Unexpectedly empowering, Hacks has amplified the prowess of Designing Women icon Jean Smart. Annihilating the competition, Smart won four Emmys for Outstanding Lead Actress in a Comedy Series for her role as Deborah Vance. She also became one of two actors who have completed the comedy trifecta, nabbing an Emmy in the comedy lead, supporting, and guest categories throughout her career (the other actor being Betty White). And I know that age ain’t nothing but a number, but Smart holds the record as the oldest woman to ever win the Emmy for Outstanding Lead Actress in a Comedy Series.

The series won an Emmy for Outstanding Comedy Series for its third season, and Einbinder won her first Emmy for Outstanding Supporting Actress in a Comedy Series in 2025. In total, Hacks has 12 Primetime Emmys on its mantle.

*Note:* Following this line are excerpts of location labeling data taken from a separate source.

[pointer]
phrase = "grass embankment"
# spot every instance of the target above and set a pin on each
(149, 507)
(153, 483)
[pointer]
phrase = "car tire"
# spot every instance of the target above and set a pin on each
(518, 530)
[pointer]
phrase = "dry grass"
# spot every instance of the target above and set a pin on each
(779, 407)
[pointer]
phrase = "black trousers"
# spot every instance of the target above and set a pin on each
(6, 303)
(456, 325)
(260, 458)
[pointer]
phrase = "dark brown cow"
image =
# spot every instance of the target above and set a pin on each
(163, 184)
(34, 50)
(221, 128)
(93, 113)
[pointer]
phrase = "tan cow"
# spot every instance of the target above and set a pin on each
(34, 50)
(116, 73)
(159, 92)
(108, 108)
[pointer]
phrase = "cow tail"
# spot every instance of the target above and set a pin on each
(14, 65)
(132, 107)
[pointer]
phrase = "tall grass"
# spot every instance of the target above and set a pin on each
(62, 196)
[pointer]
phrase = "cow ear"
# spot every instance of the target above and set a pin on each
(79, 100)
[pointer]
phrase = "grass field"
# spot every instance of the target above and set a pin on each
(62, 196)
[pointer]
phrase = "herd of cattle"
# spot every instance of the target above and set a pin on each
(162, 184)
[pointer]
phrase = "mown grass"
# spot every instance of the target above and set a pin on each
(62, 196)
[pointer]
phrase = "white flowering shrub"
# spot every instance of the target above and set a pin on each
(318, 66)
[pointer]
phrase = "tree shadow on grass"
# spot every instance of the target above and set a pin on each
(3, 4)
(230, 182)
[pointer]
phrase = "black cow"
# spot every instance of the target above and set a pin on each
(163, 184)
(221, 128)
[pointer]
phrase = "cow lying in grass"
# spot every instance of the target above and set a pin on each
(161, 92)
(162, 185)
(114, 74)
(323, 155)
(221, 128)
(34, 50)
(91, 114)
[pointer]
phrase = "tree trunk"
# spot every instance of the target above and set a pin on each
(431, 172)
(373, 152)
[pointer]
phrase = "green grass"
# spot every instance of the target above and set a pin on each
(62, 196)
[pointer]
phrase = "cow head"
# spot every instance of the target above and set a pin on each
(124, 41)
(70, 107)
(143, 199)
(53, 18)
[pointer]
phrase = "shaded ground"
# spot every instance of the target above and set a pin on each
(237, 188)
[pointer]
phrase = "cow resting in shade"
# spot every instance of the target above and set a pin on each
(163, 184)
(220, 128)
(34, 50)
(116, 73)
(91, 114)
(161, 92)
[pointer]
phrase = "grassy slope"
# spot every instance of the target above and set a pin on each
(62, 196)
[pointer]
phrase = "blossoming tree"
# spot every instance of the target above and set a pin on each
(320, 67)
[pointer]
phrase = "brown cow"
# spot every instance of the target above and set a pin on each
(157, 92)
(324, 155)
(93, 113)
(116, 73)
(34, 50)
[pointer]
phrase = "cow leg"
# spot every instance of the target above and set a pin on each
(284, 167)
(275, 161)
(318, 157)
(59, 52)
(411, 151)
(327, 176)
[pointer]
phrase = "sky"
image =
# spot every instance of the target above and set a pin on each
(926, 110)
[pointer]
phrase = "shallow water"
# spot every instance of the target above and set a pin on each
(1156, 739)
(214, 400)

Hacks is now one of the most decorated comedies in the history of television and can be added to HBO’s vault of TV excellence. In season five, everyone wins. There were earnest moments that were too on-the-nose, but in the grand scheme of things, these moments felt like a liberating catharsis after a roller coaster four seasons. These special moments were earned.

Admittedly, the final moments of the series gives “happily-ever-after” energy and in a time when cynicism reigns supreme, the hopeful and heartfelt ending is welcomed. The final shot is the perfect way to remember one of the greatest comedy duos in TV history.

As the final episodes streamed, it became more and more about two friends rather than Deborah and Ava. The heart-wrenching twist felt thrown into the mix, but as abrupt as it was, it worked because it hit all the right emotional chords. This was the first time in the run of the series that we have felt pure love between Deborah and Ava.

Hacks has always been a dysfunctional love story, but the final episodes finally allowed Deborah and Ava to let go, and the result was beautiful. It makes me want to have my own dysfunctional relationship with a legendary stand-up comedian.